Passover desserts usually involve nuts, eggs, chocolate, and fruit. It requires a lot of creativity to make things that are useable for Passover and are non-dairy or parave at the same time. This recipe is a Sephardic classic from my dear friend’s mother Kaye Israel. Thanks Kaye for taking the time to show me.
4 cups of blanched almonds
2 cups of granulated cane sugar
4 egg whites
To blanch the almonds, fill a large sauce pan or soup pan with water and bring it to a boil. Throw in the premeasured almonds. Let the almonds sit in the boiling water for about 60 seconds. Remove from the water and drain in a colander.
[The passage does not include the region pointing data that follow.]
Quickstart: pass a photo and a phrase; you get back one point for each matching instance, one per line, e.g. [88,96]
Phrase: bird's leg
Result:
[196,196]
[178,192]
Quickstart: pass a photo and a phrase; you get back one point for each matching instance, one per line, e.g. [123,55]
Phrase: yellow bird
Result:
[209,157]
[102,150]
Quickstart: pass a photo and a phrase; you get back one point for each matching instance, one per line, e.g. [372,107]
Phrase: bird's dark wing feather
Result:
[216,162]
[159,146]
Let the almonds cool for a moment and then remove the brown skin from each one. They pop out easily. Place the peeled almonds on a dish towel and let them air dry for a couple of hours.
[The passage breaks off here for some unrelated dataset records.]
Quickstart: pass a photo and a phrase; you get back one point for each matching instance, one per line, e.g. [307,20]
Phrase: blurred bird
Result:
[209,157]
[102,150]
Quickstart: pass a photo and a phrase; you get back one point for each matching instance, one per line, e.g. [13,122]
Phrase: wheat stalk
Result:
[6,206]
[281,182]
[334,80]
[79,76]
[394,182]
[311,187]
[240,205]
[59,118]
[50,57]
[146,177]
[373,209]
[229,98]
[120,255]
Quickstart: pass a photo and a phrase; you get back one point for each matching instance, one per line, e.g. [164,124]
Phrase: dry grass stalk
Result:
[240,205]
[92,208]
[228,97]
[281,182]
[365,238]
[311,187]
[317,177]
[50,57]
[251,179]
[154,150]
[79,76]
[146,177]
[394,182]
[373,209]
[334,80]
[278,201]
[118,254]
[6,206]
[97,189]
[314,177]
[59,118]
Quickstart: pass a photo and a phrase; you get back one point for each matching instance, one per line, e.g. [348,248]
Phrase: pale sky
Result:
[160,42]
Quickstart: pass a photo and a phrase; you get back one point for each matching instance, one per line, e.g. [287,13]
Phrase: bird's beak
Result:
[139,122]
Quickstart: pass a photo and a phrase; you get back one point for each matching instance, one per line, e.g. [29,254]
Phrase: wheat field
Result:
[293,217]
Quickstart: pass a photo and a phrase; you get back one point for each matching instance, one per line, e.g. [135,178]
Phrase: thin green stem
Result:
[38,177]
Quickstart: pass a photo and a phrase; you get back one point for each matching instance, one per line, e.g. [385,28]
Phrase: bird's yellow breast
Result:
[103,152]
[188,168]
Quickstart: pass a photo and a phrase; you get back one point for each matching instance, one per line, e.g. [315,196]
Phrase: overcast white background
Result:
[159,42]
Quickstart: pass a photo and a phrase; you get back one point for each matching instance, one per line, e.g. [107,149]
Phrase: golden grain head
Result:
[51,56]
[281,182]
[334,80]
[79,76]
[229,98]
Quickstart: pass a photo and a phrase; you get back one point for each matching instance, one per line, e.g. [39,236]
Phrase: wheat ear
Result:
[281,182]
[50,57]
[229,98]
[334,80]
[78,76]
When the almonds have dried, place them in a Cuisinart or other food processor along with the sugar. Grind the almonds finely. In a separate bowl, whisk the egg whites until quite frothy. Add the ground almonds with sugar to the egg whites and mix well.    
Using a very small ice cream scoop, scoop out cookies onto parchment lined cookie sheets. This recipe fills about two half sheets or approximately 52.
Bake the cookies in a preheated 350 degree oven for about 8-10 minutes. Keep an eye on them since nuts burn easily. They should be barely beginning to color when done. Cool them on a rack and then carefully remove the cookies from the parchment paper. Store them in an airtight container for up to a week.